И вот в самом начале 90-го года мы приехали в Прагу. Работать. Оба - собкорами. Сразу после чешской "бархатной революции", победившей под лозунгом, который был так по душе: "Правда и любовь победят ложь и насилие". Да какая революция имела такой гуманный лозунг?! Красавица Прага. Злата Прага. Его Прага. А недалеко от нашего дома, на Пшикопе - большой плакат: "Иван, go home!". Наконец чехи вслух могли сказать все, что они думали о наших танках, в 68-м раздавивших "чешскую весну". Знакомая чешская журналистка спокойно, с улыбкой предупреждает: "Старайся не говорить по-русски". Приехала ко мне ленинградская подруга, захотела купить дочери пальто. Я сказала: "В магазине ты только знаки мне подавай, ни одного слова по-русски, ты - немая". Ким быстро схватывает язык, он деятелен, бодр, уже написал первую статью, основанную на разговорах в пивбаре. Я - немая. А мне же ходить по магазинам за продуктами - без слов не обойдешься. Встречают хмуро, исподлобья. Но я же знаю, что все чехи в обязательном порядке изучали в школах русский! Вот и подтверждение. Захожу в магазинчик рядом с домом, называю нужные продукты. А продавщица громко и чисто по-русски: "Я вас не понимаю!". Да это же просто издевка! Ухожу с пустой сумкой, дома говорю Киму: "Я больше не могу. Я им танки не посылала, а они танки будто все на моей спине, хожу согнувшись. Все, я еду домой". И вдруг Ким, мой Ким, вместо ожидаемых слов поддержки, утешения или просто шутливых поддразниваний, на которые был горазд, говорит мне прямо глядя в лицо, строго, жестко, как чужому: "Ты знаешь, что такое для меня Прага. Но если ко мне подойдет чех и плюнет мне в лицо (я замерла: он же такой самолюбивый, убьет!)... я его пойму. Мы с тобой, как те семеро смельчаков в августе 68-го года, с протестом на Красную площадь не вышли. Вот помни это и с этим здесь и живи".

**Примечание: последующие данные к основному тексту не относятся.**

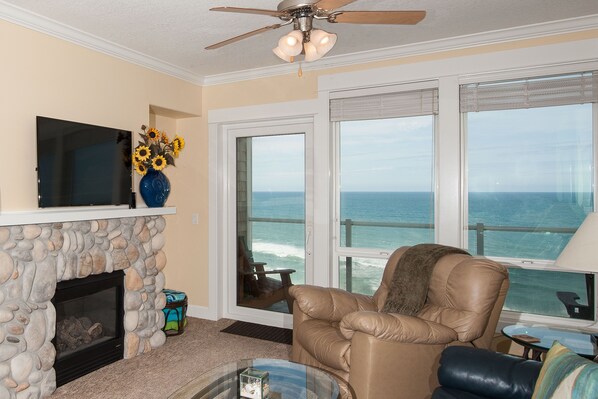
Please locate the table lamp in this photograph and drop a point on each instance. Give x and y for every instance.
(581, 254)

Как жить теперь без Инны Павловны?
Не врать. Заботиться друг о друге. Поддерживать друг друга. Заступаться за тех, кому плохо. Найти в себе силы и мужество не участвовать в бесчестных делах. Хотя бы это, хотя бы так.

Николай Ефимович:
Слова горьки и бессмысленны. И все же...
Однажды с Галей Сапожниковой мы рванули к Инне Павловне. Купили цветов – все искали, чтобы хоть чуточку были похожи на полевые. Почему-то казалось, что именно такие должны ей понравиться. Прихватили новые книжки: без них невозможно было появляться на пороге ее квартиры. Она просто-таки требовала держать ее в курсе новинок, особенно если речь шла о мемуарах. Как-то попросила найти воспоминания Азы Аликбековны Тахо-Годи, вдовы философа Лосева. Всё никак не удавалось, и я даже заикнулся, что, может, это скучно – ну что может написать жена философа... Ну что ты?! - услышал в ответ и все понял. Через несколько дней редкая книга была у нее.

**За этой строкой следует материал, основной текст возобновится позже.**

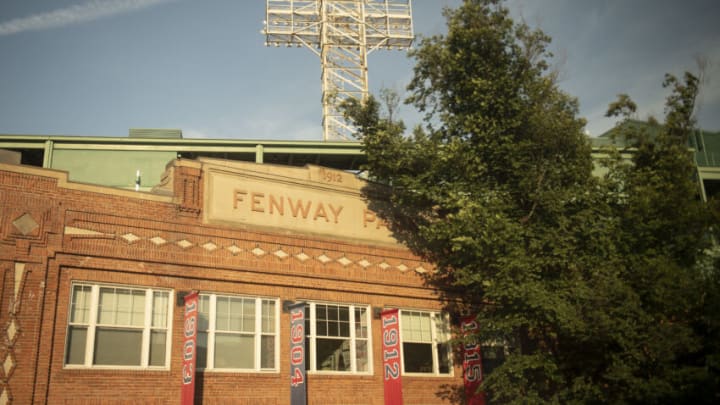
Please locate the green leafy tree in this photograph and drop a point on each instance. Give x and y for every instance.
(497, 190)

Мы с Галей в тот вечер в один голос уговаривали ее написать свою книгу воспоминаний. Ведь даже за те несколько часов в ее рассказах было столько всего удивительного, столько – не побоюсь слова – уникального. А она упрямо отмахивалась, нещадно курила одну сигарету за другой и продолжала не столько вспоминать, сколько расспрашивать обо всем — о редакции, о жизни... Ни разу за весь вечер (мы сидели на уютной кухне с ее прекрасным котом, за рюмкой водки с правильной картошкой-селедкой) она не дала понять, что ей трудно, неинтересно, что давит возраст. А ведь уже не выходила из квартиры. Она была такой компанейской, дружеской и жизнерадостной, такой своей, никакой ни легендой 6-го этажа и всей советской журналистики, что до сих пор чувствуешь привкус этого счастливого настроения. Лишь изредка поглядывала на наш букет. И мы поняли, что он ей нравится.
В какой-то момент я решился сделать все же несколько кадров. И она вдруг согласилась, хотя очень не любила фотографироваться. Мы ведь не знали, увидимся ли еще вот так. И долго-долго прощались. Так не хотелось уходить в уличную суету!

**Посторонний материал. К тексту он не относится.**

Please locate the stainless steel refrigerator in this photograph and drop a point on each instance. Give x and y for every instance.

 Она нас проводила до двери, стараясь незаметно касаться стены. Ноги уже совсем подводили. Это было не в ее характере - показывать слабость. Она была гордой. И очень родной...
И до конца оставалась очень хорошим человеком. Я даже не знаю, что мне больше греет душу — или ее  легендарные очерки или вот эта потрясающая хорошесть . Талантливых людей немало, а вот чтобы сразу и талантливые и хорошие — редкость.
Спасибо, Инна Павловна!

Николай Андреев:
Ушла Инна Павловна Руденко.
Огромная потеря.
И столько сразу нахлынуло воспоминаний – о её материалах, каждый из которых становился событием. О долгих разговорах у неё на кухне – одно время я часто бывал у неё. О её обаятельном смехе. На новогодних капустниках её всегда сажали в первый ряд – она захохочет и весь зал следом. О том, как она написала на четвёртой странице моего материала – «Дальше читать невозможно!» Я был студентом журфака и пробовал себя в «Комсомолке». А лет через десять мы делили один кабинет, и я видел, как она работает... А пройдёт много-много лет, и я буду редактировать её материалы в «Общей газеты». Хотя редактура чисто условная – язык её был безупречен...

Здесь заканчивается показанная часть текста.